For assemblies which are preferably latched onto a mounting rail, such as a 35 mm standard top-hat profile rail, as well as other rails which are suitable for forming a flow channel, such as a G-rail, the profile is used as a ventilation channel. Ventilation modules or cooling modules can therefore blow cooling air into the interior of the rail, which is closed by sealing elements at the ends of the cooled sections.

A number of cooling modules to be used can now be varied as required, depending on the cooling requirements of the overall modular configuration of the automation system.

Thus, while there are shown, described and pointed out fundamental novel features of the invention as applied to preferred embodiments thereof, it will be understood that various omissions and substitutions and changes in the form and details of the illustrated apparatus, and in its operation, may be made by those skilled in the art without departing from the spirit of the invention. Moreover, it should be recognized that structures shown and/or described in connection with any disclosed form or embodiment of the invention may be incorporated in any other disclosed or described or suggested form or embodiment as a general matter of design choice.

Claims

1. A modular apparatus, comprising:

a mounting rail; and

a first assembly and a second assembly arranged on the mounting rail, each of the first and second assembies having a rear wall;

wherein the mounting rail has a profile which is configured to attach to the rear wall of each of the first and second assemblies;

wherein the rear wall of the each of the first and second assemblies forms a space with the mounting rail, the first assembly being configured to produce an overpressure in the space; and

wherein the second assembly is configured such that the overpressure creates a flow of a medium located in the space into an interior of the second assembly, for cooling the second assembly and other assemblies connected to the psace.

2. The modular apparatus as claimed in claim 1, wherein the first and second assemblies are configured such that an arrangement of the first and second assemblies in a row on the mounting rail forms a flow channel for the medium.

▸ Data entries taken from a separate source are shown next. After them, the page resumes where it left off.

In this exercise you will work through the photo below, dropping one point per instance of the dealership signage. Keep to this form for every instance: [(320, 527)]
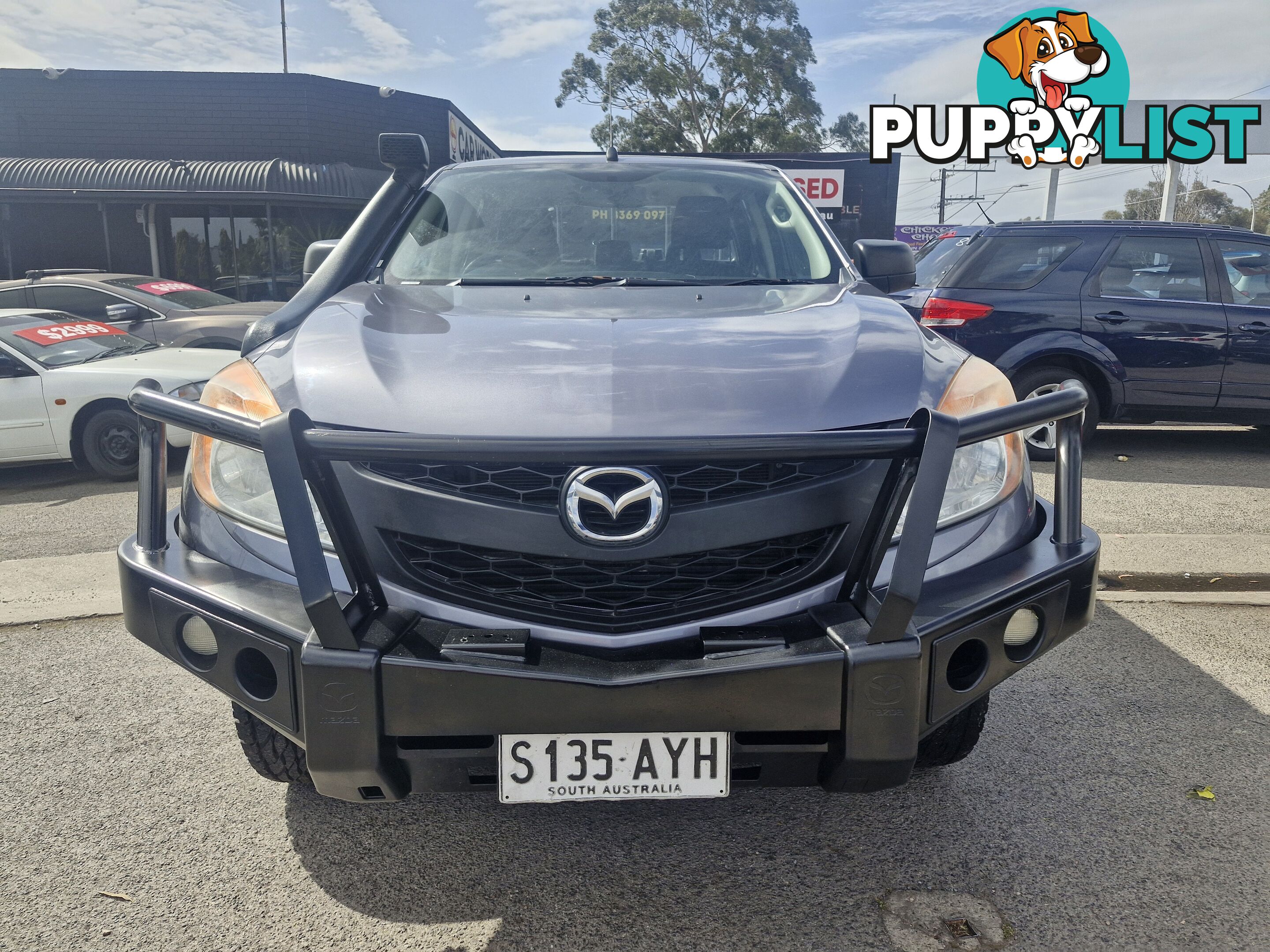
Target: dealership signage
[(465, 145), (823, 187), (1054, 89)]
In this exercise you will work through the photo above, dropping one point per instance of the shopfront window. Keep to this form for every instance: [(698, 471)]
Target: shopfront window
[(248, 253), (294, 230)]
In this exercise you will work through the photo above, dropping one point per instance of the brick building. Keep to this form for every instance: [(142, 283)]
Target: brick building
[(217, 178)]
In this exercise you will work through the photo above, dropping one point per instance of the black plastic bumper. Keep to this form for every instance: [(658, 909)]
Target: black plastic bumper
[(807, 699), (386, 703)]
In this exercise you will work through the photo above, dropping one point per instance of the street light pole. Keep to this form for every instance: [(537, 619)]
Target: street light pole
[(1253, 204), (284, 5)]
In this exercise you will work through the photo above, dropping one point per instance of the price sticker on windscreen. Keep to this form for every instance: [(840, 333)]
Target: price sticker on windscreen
[(58, 333), (167, 287)]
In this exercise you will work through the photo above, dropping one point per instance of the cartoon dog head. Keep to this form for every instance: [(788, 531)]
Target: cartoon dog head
[(1050, 55)]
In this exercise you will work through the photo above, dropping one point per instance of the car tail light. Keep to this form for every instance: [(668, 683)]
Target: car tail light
[(947, 312)]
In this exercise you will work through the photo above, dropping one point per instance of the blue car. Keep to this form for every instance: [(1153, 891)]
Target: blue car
[(1161, 320), (934, 260)]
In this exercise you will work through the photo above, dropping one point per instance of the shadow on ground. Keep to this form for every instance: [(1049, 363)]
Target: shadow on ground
[(1072, 817)]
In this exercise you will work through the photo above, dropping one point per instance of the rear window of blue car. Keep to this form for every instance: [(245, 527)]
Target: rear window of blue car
[(1010, 262)]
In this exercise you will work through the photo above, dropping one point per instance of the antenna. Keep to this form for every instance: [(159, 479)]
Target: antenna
[(284, 5), (609, 108)]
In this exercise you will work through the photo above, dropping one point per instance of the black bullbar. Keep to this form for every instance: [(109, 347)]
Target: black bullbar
[(839, 695)]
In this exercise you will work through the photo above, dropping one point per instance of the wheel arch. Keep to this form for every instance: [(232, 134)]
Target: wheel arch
[(1077, 353), (82, 417)]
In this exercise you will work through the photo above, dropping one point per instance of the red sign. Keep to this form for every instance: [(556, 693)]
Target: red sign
[(822, 186), (58, 333), (167, 287)]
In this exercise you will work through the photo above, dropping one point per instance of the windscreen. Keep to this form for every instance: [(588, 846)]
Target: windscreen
[(587, 223), (56, 339), (173, 292)]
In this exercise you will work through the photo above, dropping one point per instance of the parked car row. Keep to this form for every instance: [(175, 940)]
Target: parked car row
[(74, 342), (1162, 320)]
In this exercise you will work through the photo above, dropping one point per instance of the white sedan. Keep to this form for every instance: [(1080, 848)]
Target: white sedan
[(64, 386)]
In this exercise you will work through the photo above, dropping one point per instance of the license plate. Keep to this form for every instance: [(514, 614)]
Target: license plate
[(546, 768)]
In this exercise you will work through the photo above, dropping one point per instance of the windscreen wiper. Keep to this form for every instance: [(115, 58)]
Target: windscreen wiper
[(577, 281), (112, 352), (767, 281)]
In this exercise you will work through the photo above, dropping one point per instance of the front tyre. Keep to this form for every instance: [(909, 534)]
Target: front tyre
[(1039, 381), (111, 443), (273, 756), (954, 739)]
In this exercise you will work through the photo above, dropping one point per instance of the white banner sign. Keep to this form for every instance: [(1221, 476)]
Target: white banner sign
[(822, 186), (465, 145)]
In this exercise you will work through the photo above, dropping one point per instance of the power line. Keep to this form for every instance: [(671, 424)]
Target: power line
[(1251, 92)]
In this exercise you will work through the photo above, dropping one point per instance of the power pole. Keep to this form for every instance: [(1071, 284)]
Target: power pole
[(1052, 195), (284, 5), (945, 200)]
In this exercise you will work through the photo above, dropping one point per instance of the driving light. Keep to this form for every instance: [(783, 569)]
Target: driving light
[(1021, 628), (982, 474), (197, 636), (232, 479), (188, 391)]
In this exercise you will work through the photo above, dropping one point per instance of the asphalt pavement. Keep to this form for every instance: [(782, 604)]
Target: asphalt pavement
[(1072, 819), (54, 509), (1193, 480)]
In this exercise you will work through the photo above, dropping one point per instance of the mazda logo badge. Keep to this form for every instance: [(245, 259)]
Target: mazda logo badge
[(613, 504)]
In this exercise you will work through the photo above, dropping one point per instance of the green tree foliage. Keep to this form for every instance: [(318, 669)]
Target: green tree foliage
[(849, 134), (699, 77), (1197, 202)]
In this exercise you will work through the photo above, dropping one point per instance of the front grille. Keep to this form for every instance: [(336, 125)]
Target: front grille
[(608, 595), (539, 485)]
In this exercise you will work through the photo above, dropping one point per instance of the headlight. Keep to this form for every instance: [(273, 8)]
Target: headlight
[(982, 474), (188, 391), (232, 479)]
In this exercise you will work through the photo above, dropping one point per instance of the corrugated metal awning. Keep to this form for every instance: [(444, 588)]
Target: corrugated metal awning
[(186, 181)]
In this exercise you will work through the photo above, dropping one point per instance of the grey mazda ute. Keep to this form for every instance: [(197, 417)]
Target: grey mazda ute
[(604, 478)]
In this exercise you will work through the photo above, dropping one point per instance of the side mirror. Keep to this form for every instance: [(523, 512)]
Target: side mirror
[(315, 254), (123, 312), (888, 266), (404, 150), (11, 368)]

3. The modular apparatus as claimed in claim 1, wherein the each of the first and second assemblies includes a housing having a passage in the respective rear wall of the first and second assembly for the medium to flow.

4. The modular apparatus as claimed in claim 2, wherein the each of the first and second assemblies include a housing having a passage in the respective rear wall of the first and second assemblies for the medium to flow.

5. The modular apparatus as claimed in one of claim 1, further comprising:

a sealing element arranged between the mounting rail and each of the first and second assemblies, respectively.

6. The modular apparatus as claimed in claim 1, further comprising:

a sealing element arranged between an attachment element which passes through the mounting rail for attachment to the respective wall of the first and second assemblies and the mounting rail.

7. The modular apparatus as claimed in claim 3, wherein the housing of the each of the first and second assemblies includes further passage openings allowing the medium to flow through the first and second assemblies.

8. An assembly for mounting on a mounting rail, comprising:

a housing configured to be mechanically attached to the mounting rail; and

a rear wall of the housing including a passage which is directed to the mounting rail when the housing is mechanically attached to the mounting rail.

9. The assembly as claimed in claim 8, further comprising:

a device configured to produce an overpressure, by which a medium is passable through the passage into a space located between the rear wall and the mounting rail.